Sen. Cruz’s Promises He’s A Citizen
Sen. Cruz was born in Canada to an American citizen mother and Cuban refugee father who was not a citizen, according to Dallas News. Sen. Cruz promises his supporters that he is indeed eligible to become president, since he gained birthright citizenship from his mother:
“It was the act of being born to my mother that made me a citizen.”
Yes, that’s right. Sen. Cruz says he holds birthright citizenship because of his mother – the same birthright citizenship he wants repealed from the Constitution.
Sen. Cruz, as a Constitutional lawyer, says he knows the law, so he’s got to see the irony in that, doesn’t he?
If by some miracle he got elected and got the birthright citizenship amendment repealed, his own actions would immediately make himself a non-citizen in the process. How would that work?
On that note, why is Sen. Cruz and the right being such hypocrites? Why wasn’t being born to an American mother good enough for everyone to believe President Obama could be president?
Dishing Out Immigration Law
One Democratic representative hopes it won’t even get that far. Representative Alan Grayson (D-Fla.) promises to file a lawsuit against Sen. Cruz to challenge his eligibility to hold the highest office in the last should he get the GOP nod, birth certificate or not.
Rep. Grayson wondered when the U.S. started counting Canadians as naturalized Americans, and how it would work and, according to Raw Story, he said:
“Call me crazy, but I think that the president of America should be an American.”
The New Hampshire Ballot Commission voted to uphold the decision made by Secretary of State Bill Gardner to allow Sen. Cruz to stay on the state’s ballot unanimously.
Although the commission voted, they did not yet issue a ruling.
Sen. Cruz said that the vote settles the matter, and the ruling will cement it. However, Brad Cook, a Republican member of the Commission and attorney from Manchester, said it’s not settled at all.
“All we say is, ‘Look, when there’s an unsettled question of law … we’re not going to decide it.’”
One commission member even asked Sen. Cruz to present solid evidence, or a case precedent that proves he is eligible.
He could not. There is none. Cook said that despite the argument from both sides, the courts have “never said anything” about what “natural born citizen” actually means.
No the courts have not, but a section of the Immigration law does, and it proves Sen. Cruz is not eligible, according to Forbes.
“A child born abroad to two U.S. citizen parents acquires U.S. citizenship at birth under section 301(c) of the Immigration and Nationality Act (INA) provided that one of the parents had a residence in the United States or one of its outlying possessions prior to the child’s birth.
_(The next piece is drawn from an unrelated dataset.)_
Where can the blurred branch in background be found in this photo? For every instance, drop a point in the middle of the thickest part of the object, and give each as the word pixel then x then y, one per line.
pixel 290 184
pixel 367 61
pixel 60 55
The child is considered to be born in wedlock if the child is the genetic issue of the married couple.”
As a result of this immigration clause, “to two U.S. citizen parents,” Ted Cruz is not eligible to run for or hold the office of President. Both his parents were not citizens when little Cruz was born, only his mother was, according to Cruz’s own spokesperson.
Good for the Goose
What’s even more ironic about this whole “Ted Cruz birther”” thing is that Sen. Cruz said that President Obama was ineligible because his father was Kenyan.
Sen. Cruz says he’s eligible because his mother is American, which makes him a hypocrite at best. This same argument alone would make President Obama eligible to serve, even if he was born in Kenya.
President Obama’s mother is American, and he was born in Hawaii, so it’s a moot point. Still, it’s nice that someone is feeding Sen. Cruz a taste of his own medicine for once.
Speaking of which, has anyone ever noticed that Sen. Cruz’s birth certificate doesn’t actually have his name on it?
His birth certificate says Raphael Edward Cruz. Not Ted. Not Theodore. Raphael Edward. Raphael means Ralph, and there’s no “T” in “Edward,” so where does “Ted” from? He says he changed his name, but since there’s no legal papers to prove it, I’ve got to ask… Is that his real birth certificate?